This way it is possible to calculate the average pair-wise cell differences between all pairs of rows, using only pairs of cells from the same column for which there are realizations in both rows. The differences are weighted to account the variation in the number of realizations in each cell, the weight being w=1/[radical](1/#Cell₁ + 1/#Cell₂). However, the exact form of the weighting function has little effect on the outcome, as long as the weights are related to the number of realizations in the cells.

The set of average differences between all pairs of rows constitutes a set of linear equations on the mean row values that can be solved using standard techniques (i.e., minimizing RMS-error with a Singular Value Decomposition, SVD). The results are the Corrected Mean durations of the rows, relative to the overall mean duration. For any fully balanced set of realizations, the result of this procedure would be identical to the raw means. Therefore, the corrected mean values can be interpreted as a least RMS-error approximation of "balanced" means with an unbalanced data set. The overall mean duration of all realizations from which the corrected means are calculated is used to transform the relative durations to absolute durations.

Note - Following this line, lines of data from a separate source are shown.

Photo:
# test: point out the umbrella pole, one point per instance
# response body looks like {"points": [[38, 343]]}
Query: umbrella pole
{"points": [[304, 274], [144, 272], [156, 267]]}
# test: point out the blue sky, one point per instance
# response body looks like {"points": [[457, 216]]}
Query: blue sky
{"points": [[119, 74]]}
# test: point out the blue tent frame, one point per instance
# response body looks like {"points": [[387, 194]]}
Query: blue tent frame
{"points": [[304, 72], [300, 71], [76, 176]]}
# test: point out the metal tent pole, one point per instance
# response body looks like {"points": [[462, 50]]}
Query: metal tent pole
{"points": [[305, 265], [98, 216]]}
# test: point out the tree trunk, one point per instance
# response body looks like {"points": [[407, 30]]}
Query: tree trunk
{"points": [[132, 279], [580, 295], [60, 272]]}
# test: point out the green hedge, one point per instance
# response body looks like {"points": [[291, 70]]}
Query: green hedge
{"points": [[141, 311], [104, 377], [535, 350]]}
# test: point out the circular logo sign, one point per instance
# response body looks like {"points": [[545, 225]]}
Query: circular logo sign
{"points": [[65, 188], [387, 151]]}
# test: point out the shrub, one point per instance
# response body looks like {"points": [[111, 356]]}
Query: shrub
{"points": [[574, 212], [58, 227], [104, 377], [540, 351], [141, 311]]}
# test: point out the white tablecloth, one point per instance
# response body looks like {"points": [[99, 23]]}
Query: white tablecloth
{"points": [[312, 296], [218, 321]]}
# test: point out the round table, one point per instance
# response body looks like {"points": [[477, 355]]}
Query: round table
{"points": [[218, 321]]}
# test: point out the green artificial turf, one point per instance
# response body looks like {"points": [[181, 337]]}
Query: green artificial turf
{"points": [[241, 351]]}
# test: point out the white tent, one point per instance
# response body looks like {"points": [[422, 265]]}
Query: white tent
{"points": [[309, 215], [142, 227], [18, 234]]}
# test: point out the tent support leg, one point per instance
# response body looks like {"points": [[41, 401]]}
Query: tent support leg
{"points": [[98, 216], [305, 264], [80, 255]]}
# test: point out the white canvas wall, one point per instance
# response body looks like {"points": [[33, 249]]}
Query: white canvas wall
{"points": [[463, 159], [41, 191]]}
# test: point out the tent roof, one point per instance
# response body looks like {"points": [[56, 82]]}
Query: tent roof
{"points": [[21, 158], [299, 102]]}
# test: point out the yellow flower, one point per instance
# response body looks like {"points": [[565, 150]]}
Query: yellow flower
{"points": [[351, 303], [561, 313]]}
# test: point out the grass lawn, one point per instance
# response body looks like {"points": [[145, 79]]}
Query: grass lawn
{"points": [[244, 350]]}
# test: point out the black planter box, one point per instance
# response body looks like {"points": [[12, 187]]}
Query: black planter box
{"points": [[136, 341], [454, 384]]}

The original mean row differences are calculated from pair-wise cell differences. The non-parametric Wilcoxon Matched-Pairs Signed-Ranks test (WMPSR) is used to test the statistical significance of the differences. Each pair of table cells is used as a single matched pair in the analysis, i.e., we do not look "inside" the table cells.

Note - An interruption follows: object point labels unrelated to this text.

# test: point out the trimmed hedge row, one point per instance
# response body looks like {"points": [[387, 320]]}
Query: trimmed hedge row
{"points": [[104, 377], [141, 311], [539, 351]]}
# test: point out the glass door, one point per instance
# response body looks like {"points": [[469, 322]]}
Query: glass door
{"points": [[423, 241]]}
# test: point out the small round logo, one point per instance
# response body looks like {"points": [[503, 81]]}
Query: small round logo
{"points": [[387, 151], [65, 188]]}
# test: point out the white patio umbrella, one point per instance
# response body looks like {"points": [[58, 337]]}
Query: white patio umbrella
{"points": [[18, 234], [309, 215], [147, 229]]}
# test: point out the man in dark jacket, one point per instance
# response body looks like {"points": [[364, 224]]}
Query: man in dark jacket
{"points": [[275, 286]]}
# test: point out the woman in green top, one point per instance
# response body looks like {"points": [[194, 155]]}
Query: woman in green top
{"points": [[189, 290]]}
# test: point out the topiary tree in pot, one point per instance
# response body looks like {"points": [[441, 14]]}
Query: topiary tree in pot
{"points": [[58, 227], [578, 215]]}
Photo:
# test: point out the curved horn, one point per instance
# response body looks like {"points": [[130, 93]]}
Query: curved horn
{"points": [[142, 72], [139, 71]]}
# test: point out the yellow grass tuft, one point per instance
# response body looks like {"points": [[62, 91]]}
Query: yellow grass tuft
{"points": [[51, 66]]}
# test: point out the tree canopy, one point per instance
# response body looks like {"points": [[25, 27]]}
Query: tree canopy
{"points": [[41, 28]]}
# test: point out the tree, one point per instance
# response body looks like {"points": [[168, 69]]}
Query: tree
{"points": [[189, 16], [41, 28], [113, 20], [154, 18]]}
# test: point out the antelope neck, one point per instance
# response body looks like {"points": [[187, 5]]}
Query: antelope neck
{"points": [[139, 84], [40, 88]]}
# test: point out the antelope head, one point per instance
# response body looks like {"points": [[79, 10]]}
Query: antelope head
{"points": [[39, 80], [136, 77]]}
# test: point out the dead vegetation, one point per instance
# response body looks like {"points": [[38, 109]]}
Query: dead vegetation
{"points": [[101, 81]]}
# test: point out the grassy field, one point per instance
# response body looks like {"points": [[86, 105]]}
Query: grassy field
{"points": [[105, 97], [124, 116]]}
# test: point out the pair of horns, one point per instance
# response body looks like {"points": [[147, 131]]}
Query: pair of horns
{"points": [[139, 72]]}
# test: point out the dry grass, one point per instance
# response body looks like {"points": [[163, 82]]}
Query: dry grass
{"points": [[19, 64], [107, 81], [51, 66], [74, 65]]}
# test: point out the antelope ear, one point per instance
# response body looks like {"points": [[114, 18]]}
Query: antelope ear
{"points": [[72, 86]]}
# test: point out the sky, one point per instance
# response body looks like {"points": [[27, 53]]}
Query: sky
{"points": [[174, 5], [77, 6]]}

Figure 3. Corrected mean durations of consonants split on Prime Articulator (i.e., Labial, Coronal and Post-Coronal). Syllable stress versus position in the word. Speech for both speakers combined. Dashed lines: p<=0.001, two tailed WMPSR test between word positions.

3 RESULTS

3.1. Stress and position in the word

For both speakers we calculated the corrected mean durations of the consonants for each of the six combinations of syllable stress (stressed and unstressed) and position in the word (initial, medial, and final). The results are plotted in figure 1. The overall corrected mean difference between the speakers amounted to 8.44 ms. For both speakers we see that the stressed word-initial and word-medial consonants have similar durations and both are longer than stressed consonants from a word final position (p<=0.001, two-tailed WMPSR test). For consonants from unstressed syllables we see a different pattern. Unstressed consonants from a medial and final position in the word have similar durations and both differ markedly from unstressed consonants from a word-initial position. Moreover, in word-final position there is no difference in duration between stressed and unstressed consonants (p>=0.001, two-tailed WMPSR test).

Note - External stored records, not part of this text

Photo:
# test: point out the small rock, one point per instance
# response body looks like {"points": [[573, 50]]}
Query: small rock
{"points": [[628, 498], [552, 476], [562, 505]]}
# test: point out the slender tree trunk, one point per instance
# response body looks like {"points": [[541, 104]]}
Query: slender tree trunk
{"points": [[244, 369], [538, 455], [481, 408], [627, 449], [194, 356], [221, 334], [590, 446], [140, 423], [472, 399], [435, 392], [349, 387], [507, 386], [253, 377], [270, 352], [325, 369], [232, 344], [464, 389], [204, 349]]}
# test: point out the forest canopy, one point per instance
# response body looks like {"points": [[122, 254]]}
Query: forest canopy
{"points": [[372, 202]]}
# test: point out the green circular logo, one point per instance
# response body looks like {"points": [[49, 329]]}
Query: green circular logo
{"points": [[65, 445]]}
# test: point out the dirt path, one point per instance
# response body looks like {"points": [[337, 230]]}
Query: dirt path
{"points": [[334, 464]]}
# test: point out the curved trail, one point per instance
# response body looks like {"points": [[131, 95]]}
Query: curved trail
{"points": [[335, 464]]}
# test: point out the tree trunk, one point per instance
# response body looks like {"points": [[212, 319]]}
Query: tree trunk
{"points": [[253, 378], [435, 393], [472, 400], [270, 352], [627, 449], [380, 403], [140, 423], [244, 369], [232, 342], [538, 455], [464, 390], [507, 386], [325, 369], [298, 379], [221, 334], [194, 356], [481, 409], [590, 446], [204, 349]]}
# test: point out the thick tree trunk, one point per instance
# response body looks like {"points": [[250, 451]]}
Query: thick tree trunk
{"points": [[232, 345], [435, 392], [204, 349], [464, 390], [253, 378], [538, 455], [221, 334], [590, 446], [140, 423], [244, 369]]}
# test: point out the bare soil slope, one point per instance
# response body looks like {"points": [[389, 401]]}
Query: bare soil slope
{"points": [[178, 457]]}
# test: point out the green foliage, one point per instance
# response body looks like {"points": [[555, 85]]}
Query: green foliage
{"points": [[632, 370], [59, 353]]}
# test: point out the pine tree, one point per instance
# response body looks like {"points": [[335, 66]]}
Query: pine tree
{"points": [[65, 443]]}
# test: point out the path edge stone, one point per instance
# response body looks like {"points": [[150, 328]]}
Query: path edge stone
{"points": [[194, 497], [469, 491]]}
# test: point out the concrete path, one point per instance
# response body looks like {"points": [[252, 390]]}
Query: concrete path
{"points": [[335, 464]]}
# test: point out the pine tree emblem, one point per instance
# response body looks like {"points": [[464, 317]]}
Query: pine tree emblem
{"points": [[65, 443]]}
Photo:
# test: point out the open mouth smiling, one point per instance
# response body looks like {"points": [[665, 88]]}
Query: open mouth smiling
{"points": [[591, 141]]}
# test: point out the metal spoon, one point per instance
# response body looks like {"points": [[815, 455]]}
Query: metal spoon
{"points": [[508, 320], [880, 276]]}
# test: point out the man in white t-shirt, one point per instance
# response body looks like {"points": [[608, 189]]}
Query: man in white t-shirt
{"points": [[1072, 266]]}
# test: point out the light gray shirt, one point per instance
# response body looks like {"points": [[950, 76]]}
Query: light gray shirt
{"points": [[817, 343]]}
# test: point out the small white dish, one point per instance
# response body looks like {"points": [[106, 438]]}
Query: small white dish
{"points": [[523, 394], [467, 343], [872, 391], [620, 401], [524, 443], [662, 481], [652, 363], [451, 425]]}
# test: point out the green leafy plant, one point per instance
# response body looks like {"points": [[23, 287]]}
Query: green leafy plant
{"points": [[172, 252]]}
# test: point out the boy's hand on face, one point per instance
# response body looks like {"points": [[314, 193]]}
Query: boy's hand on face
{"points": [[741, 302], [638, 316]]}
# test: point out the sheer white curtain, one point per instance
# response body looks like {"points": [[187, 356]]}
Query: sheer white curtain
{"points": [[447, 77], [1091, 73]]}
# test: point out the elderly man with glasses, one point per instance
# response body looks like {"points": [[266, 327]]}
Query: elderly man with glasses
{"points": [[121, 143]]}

For realizations from each position in the word, i.e., word-initial, word-medial, and word-final, we determined the corrected mean difference between stressed and unstressed realizations of each consonant. The values are plotted in figure 2. It can be seen that the behavior found for all consonants pooled is representative of the behavior of the individual consonants. Differences between stressed and unstressed consonants are large in initial and medial position and erratic in final position. The differences in the size of the effect of stress on the corrected mean duration for each consonant between initial, final and medial position are all statistically significant (p<=0.002, two-tailed WMPSR test on the values of figure 2, both speakers combined). However, it is also evident that the large influence of syllable stress on consonants in word-medial position can be attributed to the behavior of Coronal consonants, / / (word-medial versus word-initial, p<=0.001, two-tailed, WMPSR test, n=12). Both for Labial and Post-Coronal consonants (i.e., Dorsal, Body, and Root articulation combined), there is no real difference between consonant durations in word-initial and word-medial position (p>0.05, n=16 and n=10). The differences in duration between Coronal and Labial consonants are statistically significant for the word-medial position (p<=0.001, two-tailed WMPSR test on the values in figures 2, both speakers combined, n=16), but not for the word-initial position, (p>0.05, n=12).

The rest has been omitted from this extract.